L'éco de Marc Tempelman

Fifty Shades of Green - l'éco de Marc Tempelman #6

Fifty Shades of Green - l'éco de Marc Tempelman #6

Nous accueillons Marc Tempelman, un des co-fondateurs de la FinTech Cashbee, qui aide les Européens à épargner plus et mieux. Nous discutons toutes les semaines de finance.

Je pensais que nous pourrions échanger aujourd’hui sur les placements « verts », dit ISR, pour Investissement Socialement Responsable.

Très bien, c’est vrai que le sujet intéresse de plus en plus d’épargnants. Comment donner du sens à son épargne. Un vrai casse-tête !

Exactement. Si le concept du placement durable est simple, la pratique est plus complexe, car la première question qui se pose est comment nous pouvons identifier ces fameux placements responsables. Pour répondre à cette demande, l’industrie financière, toujours prête à se réinventer, a donné naissance à des labels. Les plus importants étant la notation ESG, pour Environnement, Social et Gouvernance, souvent traduit par l’abréviation ISR en France.

Alors justement, qui attribue les notes en matière de protection de la planète ou d’équité sociale ? Dit autrement, comment être certain que tel ou tel placement est réellement aussi responsable qu’il le prétend ?

C’est la vraie bonne question. Pour y répondre, des dizaines d’agences de notations, d’associations et de “think tanks” se font concurrence et proposent leurs systèmes de notation pour juger de la qualité des engagements responsables.

De gros progrès ont été faits sur le plan environnemental. Ce sont notamment les principes posés par l’association internationale des marchés de capitaux qui se sont imposés comme la référence du marché.

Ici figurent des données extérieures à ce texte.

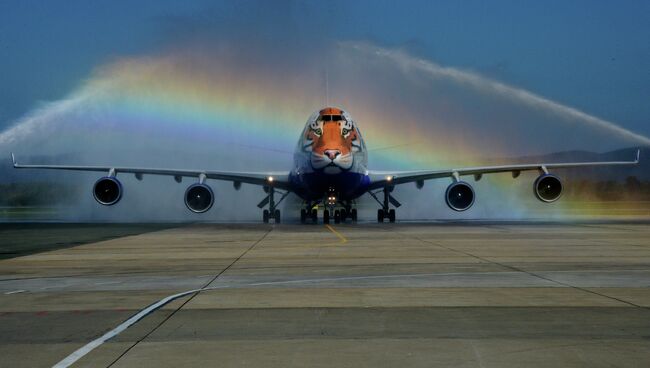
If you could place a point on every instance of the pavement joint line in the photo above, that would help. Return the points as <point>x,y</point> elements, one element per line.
<point>84,350</point>
<point>342,238</point>
<point>15,292</point>
<point>524,271</point>
<point>194,294</point>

Ces principes ont permis de standardiser les émissions obligataires dites “vertes” et de faciliter la tâche des agences de notation spécialisées — sortes de Guides Michelins de l’investissement. Et comme le Guide Rouge, elles attribuent aujourd’hui des notes, qui distinguent les placements trois étoiles de ceux qui ne sont pas au niveau.

Et ça marche comment dans la pratique ?

Prenons l’exemple du producteur de saumon norvégien Grieg Seafood. En juin 2020, cette entreprise s’est endettée pour 100 millions d’euros de dette « verte ». Cette dette a obtenu la note de “Vert Moyen” selon l’agence de notation Cicero, experte dans le domaine ESG.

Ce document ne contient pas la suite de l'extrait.